The five MPC members who backed a rate cut cited evidence of labour market rebalancing and easing wage growth, pointing to progress in reducing the risk of persistent inflation. Supply chain disruptions following the pandemic and Russia’s invasion of Ukraine have pushed UK inflation to a four-decade high of 11.1 per cent.

“Inflationary pressures have eased enough to enable us to cut interest rates today,” Bailey said. However, he cautioned against expecting a rapid decline in borrowing costs, stressing the need for careful management to maintain low and stable inflation.

This cautious stance was echoed by the four MPC members who voted to keep rates unchanged. They argued that underlying domestic inflationary pressures remain entrenched, suggesting that longer-term interest rates may need to remain restrained.

The narrow 5-4 vote suggests a split within the committee over inflation resilience and the appropriate pace of rate cuts. Before the announcement, investors had expected a cut of about 0.50 to 0.75 percentage points this year.

The MPC fears that price pressures will persist after the central bank stops taking energy cost cuts into its inflation calculations. The bank expects inflation to rise to 2.75% in the second half of this year, excluding the year-on-year decline in energy prices from annual comparisons.

The committee continued to note that inflation in services, a key measure of domestic price trends, remains high at 5.7 percent, alongside rising wage growth.

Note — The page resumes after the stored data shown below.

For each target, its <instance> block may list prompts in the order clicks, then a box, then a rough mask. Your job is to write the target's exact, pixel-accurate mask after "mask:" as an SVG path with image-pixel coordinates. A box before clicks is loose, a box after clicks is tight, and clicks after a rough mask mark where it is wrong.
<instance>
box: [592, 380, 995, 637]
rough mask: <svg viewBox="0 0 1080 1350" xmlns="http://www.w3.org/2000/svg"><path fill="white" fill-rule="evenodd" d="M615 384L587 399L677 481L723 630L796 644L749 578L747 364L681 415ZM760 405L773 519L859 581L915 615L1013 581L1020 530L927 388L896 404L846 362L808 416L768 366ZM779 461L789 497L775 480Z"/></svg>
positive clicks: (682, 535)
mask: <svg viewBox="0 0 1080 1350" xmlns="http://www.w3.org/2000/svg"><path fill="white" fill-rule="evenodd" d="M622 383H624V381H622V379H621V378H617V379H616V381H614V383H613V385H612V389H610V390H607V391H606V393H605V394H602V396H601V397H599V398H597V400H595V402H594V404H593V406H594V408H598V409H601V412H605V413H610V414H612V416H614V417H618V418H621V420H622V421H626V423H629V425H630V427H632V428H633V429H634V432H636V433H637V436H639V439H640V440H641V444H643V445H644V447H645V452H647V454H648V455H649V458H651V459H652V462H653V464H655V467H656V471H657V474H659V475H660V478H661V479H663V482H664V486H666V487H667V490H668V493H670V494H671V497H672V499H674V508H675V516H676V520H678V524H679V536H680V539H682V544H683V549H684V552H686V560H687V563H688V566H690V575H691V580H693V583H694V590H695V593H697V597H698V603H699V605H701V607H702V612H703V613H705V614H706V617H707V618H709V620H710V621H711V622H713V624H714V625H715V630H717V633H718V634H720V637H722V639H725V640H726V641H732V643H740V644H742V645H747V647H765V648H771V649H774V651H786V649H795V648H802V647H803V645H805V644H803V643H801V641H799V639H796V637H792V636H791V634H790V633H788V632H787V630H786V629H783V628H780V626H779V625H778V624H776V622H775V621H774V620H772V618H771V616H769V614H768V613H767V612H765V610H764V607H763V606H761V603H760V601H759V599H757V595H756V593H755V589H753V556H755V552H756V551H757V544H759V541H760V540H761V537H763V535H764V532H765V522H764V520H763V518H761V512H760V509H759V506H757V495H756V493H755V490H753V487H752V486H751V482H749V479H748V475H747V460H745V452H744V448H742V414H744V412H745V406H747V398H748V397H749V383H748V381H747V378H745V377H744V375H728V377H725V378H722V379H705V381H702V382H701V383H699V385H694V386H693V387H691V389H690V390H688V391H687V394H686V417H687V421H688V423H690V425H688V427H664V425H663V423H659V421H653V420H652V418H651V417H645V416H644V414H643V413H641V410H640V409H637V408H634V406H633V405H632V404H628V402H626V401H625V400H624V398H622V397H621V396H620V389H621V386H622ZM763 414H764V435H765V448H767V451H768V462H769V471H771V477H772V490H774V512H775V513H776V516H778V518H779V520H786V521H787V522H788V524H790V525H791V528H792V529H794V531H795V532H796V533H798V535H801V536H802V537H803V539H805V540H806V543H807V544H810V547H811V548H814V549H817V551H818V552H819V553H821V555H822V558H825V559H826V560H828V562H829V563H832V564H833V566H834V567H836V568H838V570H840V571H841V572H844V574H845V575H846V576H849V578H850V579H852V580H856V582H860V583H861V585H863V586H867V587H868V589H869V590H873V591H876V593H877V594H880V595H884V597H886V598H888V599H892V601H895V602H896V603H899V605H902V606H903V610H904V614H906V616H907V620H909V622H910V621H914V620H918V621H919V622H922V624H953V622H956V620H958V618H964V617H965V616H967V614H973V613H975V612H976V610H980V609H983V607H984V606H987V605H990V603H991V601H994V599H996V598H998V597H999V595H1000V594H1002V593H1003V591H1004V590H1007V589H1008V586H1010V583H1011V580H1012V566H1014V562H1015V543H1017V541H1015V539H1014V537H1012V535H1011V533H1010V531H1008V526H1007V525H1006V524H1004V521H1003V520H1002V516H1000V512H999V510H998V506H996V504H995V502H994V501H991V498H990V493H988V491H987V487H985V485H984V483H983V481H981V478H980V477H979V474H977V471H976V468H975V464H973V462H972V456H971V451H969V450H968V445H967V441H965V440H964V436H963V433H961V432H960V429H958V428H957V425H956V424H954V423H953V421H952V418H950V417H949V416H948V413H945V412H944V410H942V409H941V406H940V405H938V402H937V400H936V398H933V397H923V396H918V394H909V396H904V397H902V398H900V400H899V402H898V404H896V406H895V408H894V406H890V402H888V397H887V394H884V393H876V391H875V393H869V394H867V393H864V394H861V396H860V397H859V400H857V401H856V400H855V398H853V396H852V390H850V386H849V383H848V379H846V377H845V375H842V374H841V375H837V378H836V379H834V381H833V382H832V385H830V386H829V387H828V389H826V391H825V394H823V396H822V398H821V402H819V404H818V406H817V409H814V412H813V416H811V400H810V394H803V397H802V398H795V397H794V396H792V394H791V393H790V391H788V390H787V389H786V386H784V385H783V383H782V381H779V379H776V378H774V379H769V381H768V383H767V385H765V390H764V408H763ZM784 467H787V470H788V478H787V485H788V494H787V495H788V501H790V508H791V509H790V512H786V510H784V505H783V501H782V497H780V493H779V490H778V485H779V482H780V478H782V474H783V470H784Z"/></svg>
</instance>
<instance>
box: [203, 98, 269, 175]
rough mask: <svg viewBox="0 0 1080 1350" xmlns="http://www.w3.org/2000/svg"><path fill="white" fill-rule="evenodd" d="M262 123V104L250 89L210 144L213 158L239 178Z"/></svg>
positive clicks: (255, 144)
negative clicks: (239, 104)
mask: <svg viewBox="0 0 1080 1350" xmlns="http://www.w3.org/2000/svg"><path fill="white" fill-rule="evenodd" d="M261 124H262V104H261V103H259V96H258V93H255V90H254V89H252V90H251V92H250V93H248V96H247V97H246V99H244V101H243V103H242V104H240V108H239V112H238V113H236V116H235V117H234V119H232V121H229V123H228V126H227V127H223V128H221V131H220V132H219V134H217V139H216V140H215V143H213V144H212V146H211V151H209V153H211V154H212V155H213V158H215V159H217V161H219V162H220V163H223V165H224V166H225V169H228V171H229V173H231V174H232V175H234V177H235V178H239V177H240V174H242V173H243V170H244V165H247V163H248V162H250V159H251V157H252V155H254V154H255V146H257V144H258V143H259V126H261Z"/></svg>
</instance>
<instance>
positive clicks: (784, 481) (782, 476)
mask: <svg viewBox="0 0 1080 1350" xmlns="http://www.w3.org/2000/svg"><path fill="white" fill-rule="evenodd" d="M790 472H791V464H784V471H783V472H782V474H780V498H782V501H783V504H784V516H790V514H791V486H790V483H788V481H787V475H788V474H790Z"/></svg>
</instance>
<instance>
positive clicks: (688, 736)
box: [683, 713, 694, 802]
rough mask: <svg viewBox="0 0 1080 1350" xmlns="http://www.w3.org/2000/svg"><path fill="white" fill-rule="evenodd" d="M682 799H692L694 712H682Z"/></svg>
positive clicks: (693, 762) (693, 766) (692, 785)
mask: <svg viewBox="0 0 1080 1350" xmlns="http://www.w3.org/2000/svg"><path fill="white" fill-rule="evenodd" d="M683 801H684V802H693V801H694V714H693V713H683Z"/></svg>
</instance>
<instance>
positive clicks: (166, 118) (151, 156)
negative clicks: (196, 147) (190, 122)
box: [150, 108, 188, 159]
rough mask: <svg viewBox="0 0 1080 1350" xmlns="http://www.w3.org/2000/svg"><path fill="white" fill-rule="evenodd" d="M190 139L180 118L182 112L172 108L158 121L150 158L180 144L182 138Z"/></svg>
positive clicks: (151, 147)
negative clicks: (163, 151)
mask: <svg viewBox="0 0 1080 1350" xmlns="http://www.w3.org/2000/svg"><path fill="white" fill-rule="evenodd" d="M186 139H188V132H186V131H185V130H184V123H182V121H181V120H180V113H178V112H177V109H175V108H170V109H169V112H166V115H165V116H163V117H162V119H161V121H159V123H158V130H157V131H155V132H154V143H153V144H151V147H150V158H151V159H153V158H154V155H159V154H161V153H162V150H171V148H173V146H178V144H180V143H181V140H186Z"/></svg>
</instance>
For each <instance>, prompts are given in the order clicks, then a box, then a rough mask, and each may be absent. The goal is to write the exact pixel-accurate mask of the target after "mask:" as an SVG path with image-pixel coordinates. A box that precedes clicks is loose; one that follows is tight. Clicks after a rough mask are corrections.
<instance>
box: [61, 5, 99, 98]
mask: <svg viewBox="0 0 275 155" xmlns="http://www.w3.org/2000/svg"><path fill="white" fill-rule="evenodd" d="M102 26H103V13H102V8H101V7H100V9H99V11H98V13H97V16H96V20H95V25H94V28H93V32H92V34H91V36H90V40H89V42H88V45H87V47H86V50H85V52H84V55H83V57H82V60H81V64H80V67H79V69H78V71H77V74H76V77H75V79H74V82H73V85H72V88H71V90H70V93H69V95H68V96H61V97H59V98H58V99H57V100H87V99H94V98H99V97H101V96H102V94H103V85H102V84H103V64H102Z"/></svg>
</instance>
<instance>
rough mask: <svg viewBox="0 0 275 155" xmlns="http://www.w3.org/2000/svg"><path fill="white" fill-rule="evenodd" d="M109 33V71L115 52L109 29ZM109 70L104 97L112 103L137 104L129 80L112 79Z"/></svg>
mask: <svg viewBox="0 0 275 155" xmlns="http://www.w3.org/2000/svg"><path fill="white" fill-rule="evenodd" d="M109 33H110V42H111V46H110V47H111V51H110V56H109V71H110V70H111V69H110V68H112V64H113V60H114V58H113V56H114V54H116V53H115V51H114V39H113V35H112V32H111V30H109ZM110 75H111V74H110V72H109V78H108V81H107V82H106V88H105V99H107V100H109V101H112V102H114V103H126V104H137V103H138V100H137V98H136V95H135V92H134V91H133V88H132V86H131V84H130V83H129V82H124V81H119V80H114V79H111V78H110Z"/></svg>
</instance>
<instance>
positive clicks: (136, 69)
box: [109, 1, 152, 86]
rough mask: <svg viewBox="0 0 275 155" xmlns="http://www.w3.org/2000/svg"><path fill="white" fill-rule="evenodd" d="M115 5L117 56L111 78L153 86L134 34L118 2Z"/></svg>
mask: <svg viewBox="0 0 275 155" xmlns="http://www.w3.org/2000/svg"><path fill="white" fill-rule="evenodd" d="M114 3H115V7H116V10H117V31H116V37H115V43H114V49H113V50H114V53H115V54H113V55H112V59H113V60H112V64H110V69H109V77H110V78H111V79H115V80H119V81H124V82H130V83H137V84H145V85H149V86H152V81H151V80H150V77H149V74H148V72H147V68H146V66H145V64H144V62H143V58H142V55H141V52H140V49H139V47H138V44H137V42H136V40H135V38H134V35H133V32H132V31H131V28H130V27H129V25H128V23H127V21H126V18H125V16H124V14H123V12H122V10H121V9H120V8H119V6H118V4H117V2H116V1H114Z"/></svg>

In its latest economic forecasts, the Bank of England raised its forecast for UK GDP growth this year to 1.25%, up from a previous estimate of 0.5%. The upward revision is expected to boost the Labour government’s efforts to stimulate growth.

In the run-up to the August meeting, identifying MPC members who were likely to support a rate cut was difficult because the Bank of England had stopped communicating during the general election campaign. MPC members usually express their views on inflation and monetary policy through public speeches.

In the end, Governor Bailey and newly appointed Lieutenant Governors Claire Lombardelli and Sarah Breeden joined Monetary Policy Committee members Dave Ramsden and Swati Dhingra in voting in favor of the rate cut. Jonathan Haskell, Katherine Mann, Megan Green and Hugh Bell opposed the cut.

The Labour government is likely to highlight the rate cut as evidence of economic normalisation under its leadership. Prime Minister Sir Keir Starmer has often blamed the Conservatives, and particularly Liz Truss’s mini-budget, for previous rate hikes.

Earlier this week, Chancellor Rachel Reeves accused her predecessor Jeremy Hunt of hiding £21.9 billion of government overspending. Using the Treasury audit, she has scrapped infrastructure projects and a winter fuel allowance for non-benefits pensioners. Reeves has also hinted at possible tax rises in her next budget on October 30.

The Monetary Policy Committee announced that it will set the pace of bond sales for next year at its next meeting in September.